Tendo, pois, os soldados crucificado a Jesus, tomaram as suas vestes, e fizeram quatro partes, para cada soldado uma parte; e também a túnica. A túnica, porém, tecida toda de alto a baixo, não tinha costura. Disseram, pois, uns aos outros:
- Não a rasguemos, mas lancemos sortes sobre ela, para ver de quem será.

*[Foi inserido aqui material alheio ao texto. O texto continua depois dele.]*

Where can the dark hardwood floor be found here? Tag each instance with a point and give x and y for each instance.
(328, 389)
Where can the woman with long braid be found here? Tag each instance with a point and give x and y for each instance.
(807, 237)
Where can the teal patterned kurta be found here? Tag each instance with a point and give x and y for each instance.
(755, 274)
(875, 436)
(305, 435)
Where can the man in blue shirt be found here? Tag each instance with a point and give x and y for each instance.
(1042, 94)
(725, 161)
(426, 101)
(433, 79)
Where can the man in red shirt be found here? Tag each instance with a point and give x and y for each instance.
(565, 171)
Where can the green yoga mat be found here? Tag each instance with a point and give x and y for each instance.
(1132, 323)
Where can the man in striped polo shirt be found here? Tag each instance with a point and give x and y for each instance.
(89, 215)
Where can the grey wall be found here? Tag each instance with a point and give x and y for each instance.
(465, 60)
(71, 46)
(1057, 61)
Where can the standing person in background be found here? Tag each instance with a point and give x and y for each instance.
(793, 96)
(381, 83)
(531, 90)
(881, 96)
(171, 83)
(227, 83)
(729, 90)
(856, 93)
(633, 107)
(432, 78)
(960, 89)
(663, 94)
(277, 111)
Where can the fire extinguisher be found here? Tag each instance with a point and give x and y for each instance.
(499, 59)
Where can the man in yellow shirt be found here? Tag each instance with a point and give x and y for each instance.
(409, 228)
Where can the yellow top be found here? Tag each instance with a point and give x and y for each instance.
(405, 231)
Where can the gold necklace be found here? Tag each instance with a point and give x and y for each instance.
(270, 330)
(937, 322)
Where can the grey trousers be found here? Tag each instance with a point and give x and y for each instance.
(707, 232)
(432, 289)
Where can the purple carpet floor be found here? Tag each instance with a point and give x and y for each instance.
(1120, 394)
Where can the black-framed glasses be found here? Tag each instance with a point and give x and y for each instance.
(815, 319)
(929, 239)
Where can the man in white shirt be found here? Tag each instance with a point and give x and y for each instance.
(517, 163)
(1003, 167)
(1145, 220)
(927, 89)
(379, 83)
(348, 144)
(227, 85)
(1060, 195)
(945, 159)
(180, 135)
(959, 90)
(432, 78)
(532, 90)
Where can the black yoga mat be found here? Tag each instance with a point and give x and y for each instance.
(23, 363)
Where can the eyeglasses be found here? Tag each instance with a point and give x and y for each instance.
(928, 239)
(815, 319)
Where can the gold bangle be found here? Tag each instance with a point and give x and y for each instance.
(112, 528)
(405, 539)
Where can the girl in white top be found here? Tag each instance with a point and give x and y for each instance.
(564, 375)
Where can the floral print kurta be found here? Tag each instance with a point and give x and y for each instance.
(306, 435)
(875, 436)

Para que se cumprisse a Escritura que diz: Repartiram entre si as minhas vestes, E sobre a minha vestidura lançaram sortes. Os soldados, pois, fizeram estas coisas. E junto à cruz de Jesus estava sua mãe, e a irmã de sua mãe, Maria mulher de Clopas, e Maria Madalena. Ora Jesus, vendo ali sua mãe, e que o discípulo a quem ele amava estava presente, disse a sua mãe:
- Mulher, eis aí o teu filho.
Depois disse ao discípulo:
- Eis aí tua mãe.
E desde aquela hora o discípulo a recebeu em sua casa. Depois, sabendo Jesus que já todas as coisas estavam terminadas, para que a Escritura se cumprisse, disse:
- Tenho sede.
Estava, pois, ali um vaso cheio de vinagre. E encheram de vinagre uma esponja, e, pondo-a num hissope, lha chegaram à boca. e, quando Jesus tomou o vinagre, disse:
- Está consumado.
E, inclinando a cabeça, entregou o espírito. Os judeus, pois, para que no sábado não ficassem os corpos na cruz, visto como era a preparação (pois era grande o dia de sábado), rogaram a Pilatos que se lhes quebrassem as pernas, e fossem tirados. Foram, pois, os soldados, e, na verdade, quebraram as pernas ao primeiro, e ao outro que como ele fora crucificado; Mas, vindo a Jesus, e vendo-o já morto, não lhe quebraram as pernas. Contudo um dos soldados lhe furou o lado com uma lança, e logo saiu sangue e água.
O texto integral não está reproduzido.